從紫微宮歸來的童童,終於找到一個合適的間隙,重新住回謝玟的腦子裡。

當她在外使用實體行動時,對能量的感應雖然有,但比較微弱,直到她重新變回本體,才長舒了一口氣,抱怨道:“要不是狗皇帝天天來找你,還拿我當藉口,我真想在你這裡休息一陣子……休眠。”

“怎麼想休眠了,”謝玟問,“能量不足嗎?”

“我的能量早就……”童童的話忽然停住,然後明顯地抽了一口冷氣,在短暫的沉默之後,她突然道,“懷玉,我可以重啟了。”

“什麼?”謝玟下意識地追問。

他自然知道係統重啟的條件:這個世界的主角,也就是謝玟親手選的這位九殿下、這個殘暴惡劣的天子——懷揣著善念。

跟“善良”類似的字眼,幾乎是和這人最不搭邊的詞彙。謝玟愣了好一會兒,聽著童童興奮地道:“我的天!懷玉,我的能量槽恢複了百分之二十,我可以重啟了,還待機個屁!你要不要回去?我現在就可以把你送回去!”

謝玟手上的毛筆懸停一刹,柔軟的筆鋒在紙麵上洇出一道倉促的痕跡。

“小皇帝竟然……我靠,這是為什麼啊?這是什麼情況啊!”童童的聲音不斷地回蕩著,“你知道這意味著什麼嗎?世界主角的行為偏差……這本書,這個小位麵的規則都變了,這簡直就是超額完成任務。百分之二十的能量,我不僅能送你回去,還能送你回到車禍之前!”

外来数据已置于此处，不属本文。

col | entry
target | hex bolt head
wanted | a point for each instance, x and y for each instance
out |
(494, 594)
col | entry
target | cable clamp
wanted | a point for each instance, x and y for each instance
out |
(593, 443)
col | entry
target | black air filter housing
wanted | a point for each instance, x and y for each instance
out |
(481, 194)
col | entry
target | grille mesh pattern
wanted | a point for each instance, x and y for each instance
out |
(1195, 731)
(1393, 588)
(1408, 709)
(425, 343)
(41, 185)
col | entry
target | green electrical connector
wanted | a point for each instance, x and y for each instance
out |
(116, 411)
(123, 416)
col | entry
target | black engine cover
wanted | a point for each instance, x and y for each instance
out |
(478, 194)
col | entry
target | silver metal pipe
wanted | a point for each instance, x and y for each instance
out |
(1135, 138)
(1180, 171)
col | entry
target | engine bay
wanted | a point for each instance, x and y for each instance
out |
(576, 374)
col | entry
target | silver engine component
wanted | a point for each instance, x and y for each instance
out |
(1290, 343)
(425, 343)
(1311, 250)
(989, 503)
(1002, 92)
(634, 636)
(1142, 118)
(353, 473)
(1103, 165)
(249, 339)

“懷玉寶貝,你要不要外掛,我在現代位麵給你開個金手指吧?你要不要那種……所有對局都百戰百勝的那種……”她興致高漲地形容,連稱呼都一下子變了,“你是我最後一個宿主,我們可以回現代生活,你那兒有那個什麼……人工智慧阿爾法狗是吧,我要跟它下棋……”

她叫了半天,然而對方也沒什麼太過強烈的反應。童童這時候又開始看不懂人類了,她從宿主的腦海中離開,回到五歲女童、紅頭繩小女孩的麵貌,嚴肅地坐在他麵對,兩個圓潤的大眼睛盯著他。

謝玟擱下毛筆,將被墨跡沾染的袖口挽起來,他神情平靜,看不出絲毫興奮、激動,也見不到一點點外露的情緒——這個人的習慣如此,就是越嚴酷緊要的決定,越千鈞一發之時,他就越冰冷。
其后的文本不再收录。